I believe people are either moving towards love or running from fear.
We do this in every daily activity. Think about driving in your city and how many people won’t let you cut in front of them into their lane because they’re afraid they’ll be late and not get to their destination in time. Maybe you’re one of those people who won’t let people in? The truth is that by letting someone in front of you, it will probably make you about 30 seconds later in your arrival. Pretty silly then that more people won’t let people move in front of them.

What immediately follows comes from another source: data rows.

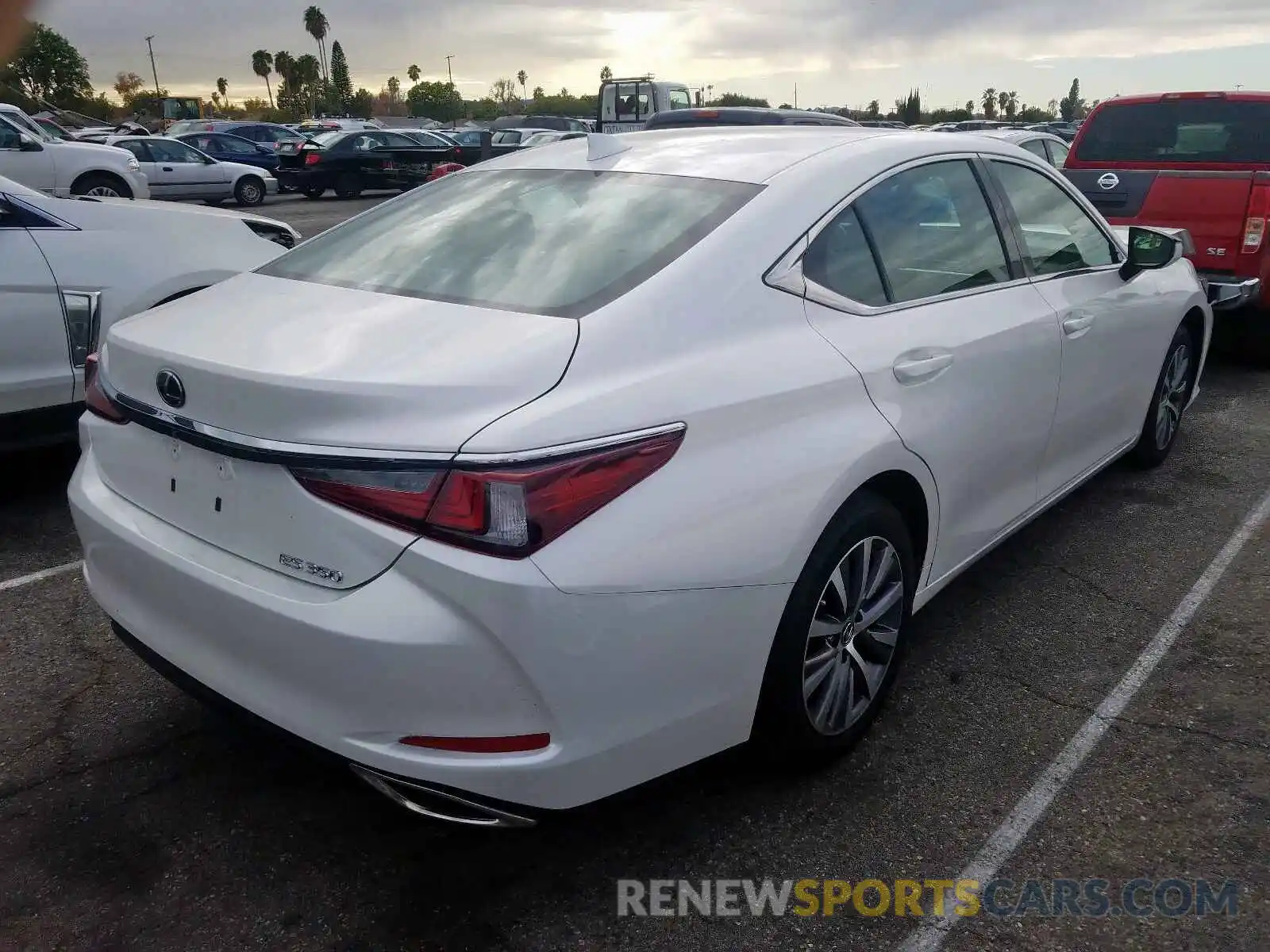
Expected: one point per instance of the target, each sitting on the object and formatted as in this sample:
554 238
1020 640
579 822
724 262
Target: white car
552 476
69 270
60 168
181 171
1045 145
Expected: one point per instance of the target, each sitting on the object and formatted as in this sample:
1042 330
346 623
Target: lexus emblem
171 387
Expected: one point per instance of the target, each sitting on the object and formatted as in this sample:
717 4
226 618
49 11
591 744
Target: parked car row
398 552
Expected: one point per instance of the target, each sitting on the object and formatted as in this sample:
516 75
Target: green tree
362 102
262 65
503 92
341 83
48 67
1072 107
317 25
738 99
435 101
988 101
127 86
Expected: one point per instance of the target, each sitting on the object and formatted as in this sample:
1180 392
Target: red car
1191 160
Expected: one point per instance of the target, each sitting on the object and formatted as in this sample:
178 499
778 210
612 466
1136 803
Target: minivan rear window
1202 131
554 241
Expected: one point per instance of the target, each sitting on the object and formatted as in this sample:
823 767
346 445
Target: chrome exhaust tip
438 804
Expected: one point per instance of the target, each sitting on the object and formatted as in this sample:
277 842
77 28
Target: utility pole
152 67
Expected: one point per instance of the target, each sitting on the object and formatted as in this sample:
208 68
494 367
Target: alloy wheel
1172 397
851 641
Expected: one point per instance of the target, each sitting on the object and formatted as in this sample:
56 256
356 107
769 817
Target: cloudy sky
835 51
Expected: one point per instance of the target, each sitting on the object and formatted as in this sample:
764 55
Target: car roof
749 112
753 154
1016 135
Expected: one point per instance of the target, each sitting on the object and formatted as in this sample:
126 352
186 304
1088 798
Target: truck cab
626 105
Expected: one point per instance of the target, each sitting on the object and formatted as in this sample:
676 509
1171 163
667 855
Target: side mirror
1149 251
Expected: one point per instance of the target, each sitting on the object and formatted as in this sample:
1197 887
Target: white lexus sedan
578 466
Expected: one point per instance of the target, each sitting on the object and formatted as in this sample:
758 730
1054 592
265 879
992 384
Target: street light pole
152 67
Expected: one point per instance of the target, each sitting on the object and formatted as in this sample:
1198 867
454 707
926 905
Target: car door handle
1077 324
918 366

How often do people not let people in front of them whether it’s on the road, supermarket, post office or wherever? Sometimes, it can even turn into a hostile situation, as in the examples of road rage. In these situations, the person is typically coming from a fear-based place which causes contraction and constriction. Both their body and mind are tightening up making the only possible response: NO. Even while writing about this topic, I can feel my shoulders tighten up and become uncomfortable.
According to studies, anywhere from 40-75% of our behavior and thoughts are the same as they were yesterday… and will be the same tomorrow.
That means you probably didn’t let anyone cut in front of you yesterday and probably won’t tomorrow. In fact, you didn’t even have to think about it. You are so sure in your belief that not allowing someone to cut in front of you is a good thing because that worked for you in the past, so you’ll repeat that behavior again.
Something you learned or observed years ago when you were a child taught you that it wasn’t safe to let someone in front of you — maybe because you interpreted that to mean that the other person thought they were better or more important than you. Or on the flipside, maybe you believe that you’re the important one which means everyone goes after you. Or maybe because you were taught that there could only be one ‘winner,’ so by letting another in front of you that would make you the loser. Or maybe you learned that it’s each man/woman for himself and that this was about your survival.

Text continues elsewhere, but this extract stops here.